# He was one of a kind



## michaelr (Aug 5, 2010)

We lost Duke this morning. He had been going downhill since he turned 12 in May, went off a cliff over night, and told me this morning that he didn't want to go on. He was from American show lines, beautiful, fearless, and always calm.

The day we went to pick him out at 6 weeks we rang the breeder's bell and and heard the expected deep barks at the door. The door opened and there stood his mother and grandmother, announcing our presence, and between them stood dark green boy yipping along with the pair of them. We immediately said we wanted him. The breeder's first words were "You sure? You know, he's gonna be a little plush...." An understatement. We said "quite sure." We took him home at 8 weeks to a 2 story house and I had to go upstairs almost immediately. Turned around to go back down and there he was there at the top of the steps. Figured if he was brave enough to climb up right away. he might be willing to try going back down, so I left him there. Sure enough, here he comes, cautiously as far as the landing where the stairs turn and then 2 flying leaps to do the last 5 steps. Nothing fazed Duke. Ever.

He was beautiful, with his dark mask, long coat, and majestically fluffy tail. I doubt if a week went by in his 12+ years with us that half dozen people at one point or another during the week would stop, comment on his looks, and ask if they could pet him. And he knew he was handsome. He had the show ring lope down cold.

And he was a sweetheart, which was what we hoped for when we went with a show line breeder. He never showed it to anyone but his people, but he loved attention, even from strangers. He would ignore the petting until they started to leave and then he would suddenly play jump in their direction and give a "Wait. Don't stop." bark. At the park, every once in a great while another off leash dog would get aggressive and he would either ignore them if he could or fight in a defensive posture. When talking about him, I used to ask people if they knew the old Disney short film called "Ferdinand the Bull." If they knew what I was talking about, I would tell them that Duke was the German Shepherd version of Ferdinand. A lover, not a fighter. A temprament like that may not be ideal for a shepherd, but it was for us.

The pictures are of him the week we brought him home and of Duke in his prime at the park, the way I'll always remember him.

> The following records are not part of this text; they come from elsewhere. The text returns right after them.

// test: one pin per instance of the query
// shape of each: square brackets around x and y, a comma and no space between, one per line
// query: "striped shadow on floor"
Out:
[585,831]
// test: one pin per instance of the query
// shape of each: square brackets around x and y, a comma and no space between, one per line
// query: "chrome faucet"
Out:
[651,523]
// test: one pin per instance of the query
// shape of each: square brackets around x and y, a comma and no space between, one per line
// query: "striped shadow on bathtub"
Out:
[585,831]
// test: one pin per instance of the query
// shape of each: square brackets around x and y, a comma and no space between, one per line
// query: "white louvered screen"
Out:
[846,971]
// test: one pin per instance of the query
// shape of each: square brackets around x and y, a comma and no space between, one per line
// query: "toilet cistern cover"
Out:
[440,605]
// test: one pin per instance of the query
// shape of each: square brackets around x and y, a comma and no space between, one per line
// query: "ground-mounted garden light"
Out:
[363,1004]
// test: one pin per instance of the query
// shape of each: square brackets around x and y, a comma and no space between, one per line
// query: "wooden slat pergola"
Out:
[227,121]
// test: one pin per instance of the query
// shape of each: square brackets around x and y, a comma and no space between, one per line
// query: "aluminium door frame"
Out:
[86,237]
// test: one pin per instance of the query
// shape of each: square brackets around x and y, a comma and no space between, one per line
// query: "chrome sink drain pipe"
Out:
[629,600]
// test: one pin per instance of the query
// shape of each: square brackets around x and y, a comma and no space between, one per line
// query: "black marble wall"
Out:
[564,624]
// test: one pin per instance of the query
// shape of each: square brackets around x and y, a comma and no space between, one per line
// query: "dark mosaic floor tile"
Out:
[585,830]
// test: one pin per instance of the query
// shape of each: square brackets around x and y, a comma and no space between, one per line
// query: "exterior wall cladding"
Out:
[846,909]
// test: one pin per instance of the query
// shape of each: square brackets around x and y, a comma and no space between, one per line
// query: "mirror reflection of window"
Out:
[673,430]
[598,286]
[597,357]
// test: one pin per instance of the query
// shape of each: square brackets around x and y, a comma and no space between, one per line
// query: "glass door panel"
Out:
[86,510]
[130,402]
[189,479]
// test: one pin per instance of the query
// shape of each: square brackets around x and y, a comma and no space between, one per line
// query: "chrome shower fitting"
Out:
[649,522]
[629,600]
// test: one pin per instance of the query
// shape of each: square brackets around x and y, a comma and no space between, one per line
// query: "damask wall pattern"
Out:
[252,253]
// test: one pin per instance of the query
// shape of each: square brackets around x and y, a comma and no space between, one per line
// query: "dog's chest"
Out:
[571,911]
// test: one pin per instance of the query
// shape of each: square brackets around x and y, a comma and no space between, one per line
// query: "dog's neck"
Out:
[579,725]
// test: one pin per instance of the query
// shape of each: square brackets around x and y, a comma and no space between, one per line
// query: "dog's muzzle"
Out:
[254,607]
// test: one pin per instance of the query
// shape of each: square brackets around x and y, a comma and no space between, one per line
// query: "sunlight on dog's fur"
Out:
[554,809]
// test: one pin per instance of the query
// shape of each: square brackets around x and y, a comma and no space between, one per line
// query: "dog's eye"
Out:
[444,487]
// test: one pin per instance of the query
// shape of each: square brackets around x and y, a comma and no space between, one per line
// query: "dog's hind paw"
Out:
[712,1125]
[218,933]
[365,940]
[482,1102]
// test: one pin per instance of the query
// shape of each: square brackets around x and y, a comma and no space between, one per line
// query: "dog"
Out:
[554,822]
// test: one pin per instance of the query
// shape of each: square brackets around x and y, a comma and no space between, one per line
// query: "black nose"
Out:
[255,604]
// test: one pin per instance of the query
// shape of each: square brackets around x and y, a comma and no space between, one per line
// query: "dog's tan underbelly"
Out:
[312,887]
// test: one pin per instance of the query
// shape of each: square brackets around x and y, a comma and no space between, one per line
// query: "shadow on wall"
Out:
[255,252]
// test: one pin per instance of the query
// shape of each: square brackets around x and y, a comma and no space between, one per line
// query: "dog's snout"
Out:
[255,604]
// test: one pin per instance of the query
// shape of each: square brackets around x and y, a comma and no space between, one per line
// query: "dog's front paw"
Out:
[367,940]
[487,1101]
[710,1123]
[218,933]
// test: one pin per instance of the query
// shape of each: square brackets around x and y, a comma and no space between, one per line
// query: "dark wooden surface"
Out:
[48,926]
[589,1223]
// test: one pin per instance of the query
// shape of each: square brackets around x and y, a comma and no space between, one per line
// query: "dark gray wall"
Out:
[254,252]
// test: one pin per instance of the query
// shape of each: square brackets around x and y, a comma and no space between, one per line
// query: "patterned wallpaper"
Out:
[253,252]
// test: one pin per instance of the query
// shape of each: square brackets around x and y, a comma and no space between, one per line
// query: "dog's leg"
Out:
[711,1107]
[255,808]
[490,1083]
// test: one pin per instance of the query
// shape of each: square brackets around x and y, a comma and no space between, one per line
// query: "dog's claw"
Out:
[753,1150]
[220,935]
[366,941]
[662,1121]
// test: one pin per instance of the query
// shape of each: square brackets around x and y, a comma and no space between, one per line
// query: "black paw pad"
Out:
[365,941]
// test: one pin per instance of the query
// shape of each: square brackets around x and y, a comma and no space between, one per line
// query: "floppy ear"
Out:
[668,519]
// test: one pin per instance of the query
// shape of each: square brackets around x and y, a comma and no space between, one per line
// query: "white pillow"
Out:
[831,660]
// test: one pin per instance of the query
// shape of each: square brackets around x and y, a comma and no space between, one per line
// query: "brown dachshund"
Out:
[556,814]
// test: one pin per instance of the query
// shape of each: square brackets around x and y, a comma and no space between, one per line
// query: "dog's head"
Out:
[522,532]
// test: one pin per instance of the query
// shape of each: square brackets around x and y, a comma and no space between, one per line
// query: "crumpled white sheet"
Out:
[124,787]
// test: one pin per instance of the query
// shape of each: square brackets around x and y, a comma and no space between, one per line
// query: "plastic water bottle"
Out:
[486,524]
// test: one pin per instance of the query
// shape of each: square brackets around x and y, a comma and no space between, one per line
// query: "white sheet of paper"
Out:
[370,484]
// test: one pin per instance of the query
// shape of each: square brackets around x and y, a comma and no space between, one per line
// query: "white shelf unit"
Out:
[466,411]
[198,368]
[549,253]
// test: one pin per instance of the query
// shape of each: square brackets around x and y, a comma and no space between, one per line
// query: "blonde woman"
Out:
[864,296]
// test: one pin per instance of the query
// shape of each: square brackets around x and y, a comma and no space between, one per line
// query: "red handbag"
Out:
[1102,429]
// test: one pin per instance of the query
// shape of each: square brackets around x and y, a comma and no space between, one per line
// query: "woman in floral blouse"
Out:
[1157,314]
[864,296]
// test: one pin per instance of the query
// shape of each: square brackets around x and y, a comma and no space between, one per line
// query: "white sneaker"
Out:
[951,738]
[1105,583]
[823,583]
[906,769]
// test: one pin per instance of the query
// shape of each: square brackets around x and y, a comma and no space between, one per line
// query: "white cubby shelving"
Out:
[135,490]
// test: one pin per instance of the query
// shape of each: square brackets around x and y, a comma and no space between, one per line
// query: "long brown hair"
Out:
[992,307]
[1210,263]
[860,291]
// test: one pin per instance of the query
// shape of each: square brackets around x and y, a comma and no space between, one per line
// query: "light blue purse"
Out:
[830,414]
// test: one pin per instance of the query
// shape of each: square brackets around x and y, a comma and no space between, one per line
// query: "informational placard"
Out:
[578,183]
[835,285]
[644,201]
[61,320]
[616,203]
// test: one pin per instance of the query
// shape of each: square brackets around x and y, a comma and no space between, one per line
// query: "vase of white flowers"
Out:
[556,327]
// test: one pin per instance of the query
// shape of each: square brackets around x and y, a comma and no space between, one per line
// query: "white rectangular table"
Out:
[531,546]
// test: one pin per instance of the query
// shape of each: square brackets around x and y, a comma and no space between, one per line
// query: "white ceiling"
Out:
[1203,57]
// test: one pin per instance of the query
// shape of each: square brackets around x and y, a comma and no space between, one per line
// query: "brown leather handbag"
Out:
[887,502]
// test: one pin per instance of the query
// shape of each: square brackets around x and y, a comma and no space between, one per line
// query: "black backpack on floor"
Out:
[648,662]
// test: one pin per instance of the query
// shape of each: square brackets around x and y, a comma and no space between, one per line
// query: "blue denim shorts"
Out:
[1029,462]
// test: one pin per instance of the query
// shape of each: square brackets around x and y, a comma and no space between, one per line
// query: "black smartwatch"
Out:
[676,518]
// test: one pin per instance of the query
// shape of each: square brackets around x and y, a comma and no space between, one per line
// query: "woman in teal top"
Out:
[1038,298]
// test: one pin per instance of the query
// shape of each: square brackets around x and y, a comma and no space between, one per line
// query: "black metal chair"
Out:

I'm going to miss that dog. He was one of a kind.


----------



## MeishasMom (Nov 12, 2021)

I'm so sorry for your loss. What a handsome fella.


----------



## WNGD (Jan 15, 2005)

Beautiful memories thx for sharing


----------



## Biscuit (Mar 24, 2020)

One of a kind. Sorry for your loss.


----------



## Crazy shep (9 mo ago)

He was a beautiful dog, sounds like you made each other's lives better. That's all we can hope for really.


----------



## Sunsilver (Apr 8, 2014)

What a gorgeous boy! So sorry for your loss! 😥


----------



## Rionel (Jun 17, 2020)

Yes he was handsome! Very sorry about your loss.


----------



## Buckelke (Sep 4, 2019)

It's hard when we lose the sweethearts. I'm so sorry for your loss.


----------



## ksotto333 (Aug 3, 2011)

I am so sorry, such an emptiness to bear. Duke was beautiful. Thank you for sharing your memories.


----------



## Rosebud99 (9 mo ago)

Sorry for your loss. Sounds like you had a wonderful companion...and very handsome too.


----------



## Atlas Shrugged (5 mo ago)

Im so sorry for your loss, these guys leave a massive hole in our hearts.
Sounds like he was very lucky to have you and beautiful boy.

Take care.


----------



## techinstructor (Nov 15, 2014)

What a sweetheart! So sorry for your loss. Cherish the memories!


----------



## cagal (Sep 3, 2013)

I’m so sorry for your loss. Duke sounds like he was such a sweet boy - love the Ferdinand analogy.


----------



## SimonsMom (8 mo ago)

What a beautiful summary about Duke! Ferdinand is a wonderful analogy. I am so sorry.


----------



## car2ner (Apr 9, 2014)

We sure know what it is like living with such a gorgeous dog. They literally stop traffic, donxt they. 
"Run strong, run well, enjoy your reward above. We'll be there to play with you again someday."


----------



## DogsRPeople2 (Feb 16, 2021)

michaelr said:


> We lost Duke this morning. He had been going downhill since he turned 12 in May, went off a cliff over night, and told me this morning that he didn't want to go on. He was from American show lines, beautiful, fearless, and always
> So very sorry Duke had to go. Hes still with you in spirit.


----------



## DogsRPeople2 (Feb 16, 2021)

So very sorry you lost beautiful Duke. He is with you still in spirit.


----------